[backend] `set_retry` for pipelines does not work
Opened this issue · 3 comments
Environment
- How did you deploy Kubeflow Pipelines (KFP)? Python --> VertexAI Pipeline.
- KFP version: KFP version 2.7.0.
- KFP SDK version:
kfp 2.7.0
kfp-pipeline-spec 0.3.0
kfp-server-api 2.0.0
Steps to reproduce
In the docs here it says "Pipelines can themselves be used as components in other pipelines, just as you would use any other single-step component in a pipeline".
I was testing this out to see if a pipeline within a pipeline can be retried but i can't get it to work. Here is what I've tried (based on this.)
from kfp import compiler
from kfp import dsl
@dsl.component
def print_op1(msg: str) -> str:
print(msg)
return msg
@dsl.container_component
def print_op2(msg: str):
return dsl.ContainerSpec(
image='alpine',
command=['echo', msg],
)
@dsl.component
def fail_job():
raise ValueError('This job failed')
@dsl.pipeline
def inner_pipeline(msg: str):
task = print_op1(msg=msg)
fail_job().after(task).set_retry(num_retries = 2)
print_op2(msg=task.output)
@dsl.pipeline(name='pipeline-in-pipeline')
def my_pipeline():
op1_out = print_op1(msg='Hello')
inner_out = inner_pipeline(msg='world').set_retry(num_retries=10).after(op1_out)
print_op1(msg='bye').after(inner_out)
if __name__ == '__main__':
compiler.Compiler().compile(
pipeline_func=my_pipeline,
package_path=__file__.replace('.py', '.yaml'))
The fail_job will retry, but the pipeline-in-pipeline does not. Am i wrong in my thinking?
Expected result
The pipeline-in-pipeline should retry as well.
This is related to my discussion here but making an issue for visibility.
Impacted by this bug? Give it a 👍.
@ianbenlolo set_retry
is not working even without nested pipelines, see #9950 , I've also tried it without nested pipelines. It doesn't reties even once based on this spec:
tasks:
fail-job:
cachingOptions:
enableCache: true
componentRef:
name: comp-fail-job
dependentTasks:
- print-op1
retryPolicy:
backoffDuration: 0s
backoffFactor: 2.0
backoffMaxDuration: 3600s
maxRetryCount: 2
taskInfo:
name: fail-job
I didn't try with vertexAI, but I guess set_retry
is also not supported by VertexAI yet, see https://issuetracker.google.com/issues/226569351
@Faakhir30 Please see my comment in the original thread. It works for me on vertex ai.

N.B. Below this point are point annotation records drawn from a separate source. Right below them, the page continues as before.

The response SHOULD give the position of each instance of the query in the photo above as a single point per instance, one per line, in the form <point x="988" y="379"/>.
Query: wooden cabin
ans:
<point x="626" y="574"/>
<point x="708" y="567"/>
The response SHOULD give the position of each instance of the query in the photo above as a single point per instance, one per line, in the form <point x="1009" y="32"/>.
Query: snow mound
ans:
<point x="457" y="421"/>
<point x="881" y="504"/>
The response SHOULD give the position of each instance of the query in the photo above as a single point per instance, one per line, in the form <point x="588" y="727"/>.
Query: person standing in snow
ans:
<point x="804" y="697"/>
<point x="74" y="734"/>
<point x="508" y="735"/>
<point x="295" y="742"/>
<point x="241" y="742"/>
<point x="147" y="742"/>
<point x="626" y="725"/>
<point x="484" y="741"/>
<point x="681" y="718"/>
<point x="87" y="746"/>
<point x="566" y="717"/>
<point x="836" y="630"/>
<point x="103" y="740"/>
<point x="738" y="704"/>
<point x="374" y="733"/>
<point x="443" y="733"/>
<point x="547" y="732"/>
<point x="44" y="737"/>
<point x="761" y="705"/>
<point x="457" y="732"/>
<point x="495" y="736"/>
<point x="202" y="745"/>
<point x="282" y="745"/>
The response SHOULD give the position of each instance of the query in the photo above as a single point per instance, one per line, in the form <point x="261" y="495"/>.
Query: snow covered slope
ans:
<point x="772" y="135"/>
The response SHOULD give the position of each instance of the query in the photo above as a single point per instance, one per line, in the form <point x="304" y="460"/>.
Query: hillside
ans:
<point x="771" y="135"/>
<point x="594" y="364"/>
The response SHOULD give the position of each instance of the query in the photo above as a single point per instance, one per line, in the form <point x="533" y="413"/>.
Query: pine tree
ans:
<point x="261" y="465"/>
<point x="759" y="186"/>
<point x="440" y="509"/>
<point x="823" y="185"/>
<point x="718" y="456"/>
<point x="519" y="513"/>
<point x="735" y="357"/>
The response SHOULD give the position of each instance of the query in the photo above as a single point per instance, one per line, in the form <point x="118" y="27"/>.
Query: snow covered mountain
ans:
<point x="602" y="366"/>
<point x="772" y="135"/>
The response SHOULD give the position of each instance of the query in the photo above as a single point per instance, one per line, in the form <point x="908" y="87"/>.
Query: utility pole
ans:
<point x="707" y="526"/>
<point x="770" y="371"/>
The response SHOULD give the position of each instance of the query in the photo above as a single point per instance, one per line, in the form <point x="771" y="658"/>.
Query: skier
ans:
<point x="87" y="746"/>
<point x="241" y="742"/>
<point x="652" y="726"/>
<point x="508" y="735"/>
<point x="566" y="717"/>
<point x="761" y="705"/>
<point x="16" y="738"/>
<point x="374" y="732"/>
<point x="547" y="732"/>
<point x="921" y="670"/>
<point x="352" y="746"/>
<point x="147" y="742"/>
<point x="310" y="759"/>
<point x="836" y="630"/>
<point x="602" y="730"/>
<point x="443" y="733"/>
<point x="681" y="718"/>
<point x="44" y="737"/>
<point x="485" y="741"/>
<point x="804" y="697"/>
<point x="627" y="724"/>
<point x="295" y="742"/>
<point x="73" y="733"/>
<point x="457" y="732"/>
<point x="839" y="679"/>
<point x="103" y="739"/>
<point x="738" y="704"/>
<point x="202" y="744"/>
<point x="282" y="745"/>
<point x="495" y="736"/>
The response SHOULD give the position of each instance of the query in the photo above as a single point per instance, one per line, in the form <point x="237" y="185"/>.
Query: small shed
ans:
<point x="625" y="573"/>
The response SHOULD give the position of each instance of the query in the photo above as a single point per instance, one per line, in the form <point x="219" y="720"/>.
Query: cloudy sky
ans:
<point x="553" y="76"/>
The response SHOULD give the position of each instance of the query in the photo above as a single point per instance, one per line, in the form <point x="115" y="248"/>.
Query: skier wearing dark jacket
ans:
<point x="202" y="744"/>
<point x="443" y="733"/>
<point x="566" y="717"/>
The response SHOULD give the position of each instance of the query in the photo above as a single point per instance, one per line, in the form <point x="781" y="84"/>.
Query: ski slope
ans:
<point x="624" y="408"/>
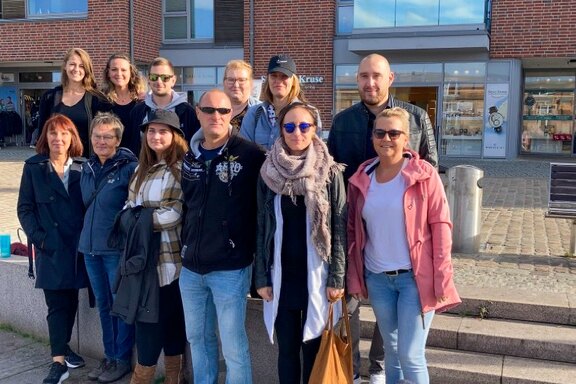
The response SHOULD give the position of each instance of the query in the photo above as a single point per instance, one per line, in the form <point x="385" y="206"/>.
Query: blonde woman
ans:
<point x="77" y="97"/>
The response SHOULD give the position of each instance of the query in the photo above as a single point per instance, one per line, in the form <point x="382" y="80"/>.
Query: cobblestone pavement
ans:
<point x="520" y="248"/>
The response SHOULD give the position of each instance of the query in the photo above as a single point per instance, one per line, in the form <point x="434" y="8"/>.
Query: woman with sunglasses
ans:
<point x="300" y="254"/>
<point x="123" y="86"/>
<point x="161" y="82"/>
<point x="281" y="87"/>
<point x="403" y="263"/>
<point x="77" y="97"/>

The issue is pipelines-in-pipelines that do not.
I am also encountering the same issue where retries are not functioning as expected.
The environment details are as follows:
How did you deploy Kubeflow Pipelines (KFP)?

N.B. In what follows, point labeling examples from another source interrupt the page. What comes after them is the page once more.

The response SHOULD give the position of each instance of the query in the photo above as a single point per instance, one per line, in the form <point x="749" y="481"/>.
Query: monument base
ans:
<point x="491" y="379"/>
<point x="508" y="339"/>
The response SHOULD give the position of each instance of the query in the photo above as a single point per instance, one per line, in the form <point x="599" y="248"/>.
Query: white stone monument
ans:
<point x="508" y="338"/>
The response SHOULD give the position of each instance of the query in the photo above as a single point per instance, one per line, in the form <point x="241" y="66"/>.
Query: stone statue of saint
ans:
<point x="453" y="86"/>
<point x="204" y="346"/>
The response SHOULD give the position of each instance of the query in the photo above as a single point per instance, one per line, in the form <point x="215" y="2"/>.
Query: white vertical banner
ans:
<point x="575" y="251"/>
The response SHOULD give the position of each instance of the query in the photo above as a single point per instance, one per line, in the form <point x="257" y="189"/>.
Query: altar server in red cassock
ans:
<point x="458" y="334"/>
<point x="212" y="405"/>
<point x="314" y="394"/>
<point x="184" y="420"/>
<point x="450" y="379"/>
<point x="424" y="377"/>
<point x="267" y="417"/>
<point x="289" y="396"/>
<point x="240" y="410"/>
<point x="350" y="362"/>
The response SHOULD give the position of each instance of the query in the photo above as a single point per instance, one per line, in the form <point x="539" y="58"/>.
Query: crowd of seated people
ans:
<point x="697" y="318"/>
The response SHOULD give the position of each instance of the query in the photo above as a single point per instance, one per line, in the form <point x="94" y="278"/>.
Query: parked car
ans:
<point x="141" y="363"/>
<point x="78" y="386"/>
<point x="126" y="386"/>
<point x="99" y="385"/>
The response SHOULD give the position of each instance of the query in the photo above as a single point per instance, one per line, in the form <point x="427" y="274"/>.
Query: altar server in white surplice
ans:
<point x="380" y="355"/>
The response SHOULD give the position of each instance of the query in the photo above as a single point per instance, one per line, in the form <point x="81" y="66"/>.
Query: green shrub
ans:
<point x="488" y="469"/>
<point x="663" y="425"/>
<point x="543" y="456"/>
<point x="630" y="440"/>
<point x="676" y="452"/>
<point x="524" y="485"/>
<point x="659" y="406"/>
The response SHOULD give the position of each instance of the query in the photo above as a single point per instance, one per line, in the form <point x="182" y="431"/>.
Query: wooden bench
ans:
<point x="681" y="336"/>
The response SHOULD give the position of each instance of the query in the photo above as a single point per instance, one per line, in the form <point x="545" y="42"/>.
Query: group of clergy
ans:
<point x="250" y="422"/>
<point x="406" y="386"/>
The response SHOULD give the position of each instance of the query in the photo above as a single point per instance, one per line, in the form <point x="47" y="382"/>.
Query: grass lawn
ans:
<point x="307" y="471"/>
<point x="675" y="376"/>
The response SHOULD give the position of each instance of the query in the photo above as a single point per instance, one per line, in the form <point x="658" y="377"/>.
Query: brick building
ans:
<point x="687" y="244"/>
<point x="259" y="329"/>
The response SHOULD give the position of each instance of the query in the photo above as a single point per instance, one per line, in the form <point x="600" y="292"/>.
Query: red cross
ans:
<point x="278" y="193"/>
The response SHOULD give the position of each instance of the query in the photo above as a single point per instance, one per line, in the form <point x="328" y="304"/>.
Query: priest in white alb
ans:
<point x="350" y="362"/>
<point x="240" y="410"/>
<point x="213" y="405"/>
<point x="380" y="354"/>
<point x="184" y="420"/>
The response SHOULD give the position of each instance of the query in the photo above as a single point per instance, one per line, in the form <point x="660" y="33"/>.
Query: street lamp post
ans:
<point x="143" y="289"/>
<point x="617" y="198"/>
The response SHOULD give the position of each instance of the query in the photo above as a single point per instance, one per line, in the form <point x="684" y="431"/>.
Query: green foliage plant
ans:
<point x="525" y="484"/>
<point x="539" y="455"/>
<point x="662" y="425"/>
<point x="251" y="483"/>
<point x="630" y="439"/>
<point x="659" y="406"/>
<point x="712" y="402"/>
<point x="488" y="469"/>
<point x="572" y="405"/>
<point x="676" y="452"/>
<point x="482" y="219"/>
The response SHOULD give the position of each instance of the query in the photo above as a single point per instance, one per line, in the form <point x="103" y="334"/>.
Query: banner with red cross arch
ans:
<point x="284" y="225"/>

Using a custom deployment on AWS EKS.
KFP version:
Kubeflow version: 1.9.0
KFP SDK version:
- kfp: 2.9.0
- kfp-pipeline-spec: 0.4.0
- kfp-server-api: 2.3.0
Here is the code:
import os
import kfp
from kfp.v2 import dsl
from kfp import kubernetes
@dsl.component(base_image="python:3.8")
def test1() -> None:
import sys
print("complete")
sys.exit(1)
@dsl.pipeline(
name="TestRetry",
description="test retry"
)
def test_pipeline():
test_task = test1()
test_task.set_retry(
num_retries=3,
backoff_duration="60s",
backoff_factor=2,
backoff_max_duration="3600s"
)
test_task.set_caching_options(enable_caching=False)
print("Compiling pipeline for cloud execution...")

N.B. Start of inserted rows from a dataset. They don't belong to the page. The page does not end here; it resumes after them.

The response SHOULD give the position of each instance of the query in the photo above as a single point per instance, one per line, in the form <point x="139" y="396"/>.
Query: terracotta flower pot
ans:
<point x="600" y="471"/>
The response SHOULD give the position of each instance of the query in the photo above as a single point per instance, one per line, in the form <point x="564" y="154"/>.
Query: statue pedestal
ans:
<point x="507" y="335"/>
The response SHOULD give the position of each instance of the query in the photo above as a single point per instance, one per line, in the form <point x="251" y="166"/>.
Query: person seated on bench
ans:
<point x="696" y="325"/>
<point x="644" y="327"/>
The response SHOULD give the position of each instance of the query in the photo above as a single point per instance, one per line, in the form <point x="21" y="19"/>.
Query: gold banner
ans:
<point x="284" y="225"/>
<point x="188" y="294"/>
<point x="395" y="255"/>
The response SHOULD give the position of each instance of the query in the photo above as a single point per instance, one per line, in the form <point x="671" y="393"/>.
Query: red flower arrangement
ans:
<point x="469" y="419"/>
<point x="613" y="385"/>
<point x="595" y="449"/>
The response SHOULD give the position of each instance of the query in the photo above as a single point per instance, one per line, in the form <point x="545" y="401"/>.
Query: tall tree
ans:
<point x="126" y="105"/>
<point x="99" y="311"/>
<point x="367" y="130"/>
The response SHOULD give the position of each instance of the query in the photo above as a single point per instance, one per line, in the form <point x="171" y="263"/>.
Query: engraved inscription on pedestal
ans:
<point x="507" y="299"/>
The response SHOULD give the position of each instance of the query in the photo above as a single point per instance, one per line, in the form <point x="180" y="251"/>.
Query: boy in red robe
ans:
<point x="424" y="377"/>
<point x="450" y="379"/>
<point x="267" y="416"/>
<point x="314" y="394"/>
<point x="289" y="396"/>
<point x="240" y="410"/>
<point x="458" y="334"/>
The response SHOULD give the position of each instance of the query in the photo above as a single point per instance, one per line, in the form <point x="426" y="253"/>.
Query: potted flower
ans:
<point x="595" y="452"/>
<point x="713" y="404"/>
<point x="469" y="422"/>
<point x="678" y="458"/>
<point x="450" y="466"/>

kfp.v2.compiler.Compiler().compile(test_pipeline, "./test_retry.yaml")
The compiled result is as follows:
# PIPELINE DEFINITION
# Name: testretry
# Description: test retry
components:
comp-test1:
executorLabel: exec-test1
deploymentSpec:
executors:
exec-test1:
container:
args:
- --executor_input
- '{{$}}'
- --function_to_execute
- test1
command:
- sh
- -c
- "\nif ! [ -x \"$(command -v pip)\" ]; then\n python3 -m ensurepip ||\
\ python3 -m ensurepip --user || apt-get install python3-pip\nfi\n\nPIP_DISABLE_PIP_VERSION_CHECK=1\
\ python3 -m pip install --quiet --no-warn-script-location 'kfp==2.9.0'\
\ '--no-deps' 'typing-extensions>=3.7.4,<5; python_version<\"3.9\"' && \"\
$0\" \"$@\"\n"
- sh
- -ec
- 'program_path=$(mktemp -d)
printf "%s" "$0" > "$program_path/ephemeral_component.py"
_KFP_RUNTIME=true python3 -m kfp.dsl.executor_main --component_module_path "$program_path/ephemeral_component.py" "$@"
'
- "\nimport kfp\nfrom kfp import dsl\nfrom kfp.dsl import *\nfrom typing import\
\ *\n\ndef test1() -> None:\n import sys\n print(\"complete\")\n \
\ sys.exit(1)\n\n"
image: python:3.8
pipelineInfo:
description: test retry
name: testretry
root:
dag:
tasks:
test1:
cachingOptions: {}
componentRef:
name: comp-test1
retryPolicy:
backoffDuration: 60s
backoffFactor: 2.0
backoffMaxDuration: 3600s
maxRetryCount: 3
taskInfo:
name: test1
schemaVersion: 2.1.0
sdkVersion: kfp-2.9.0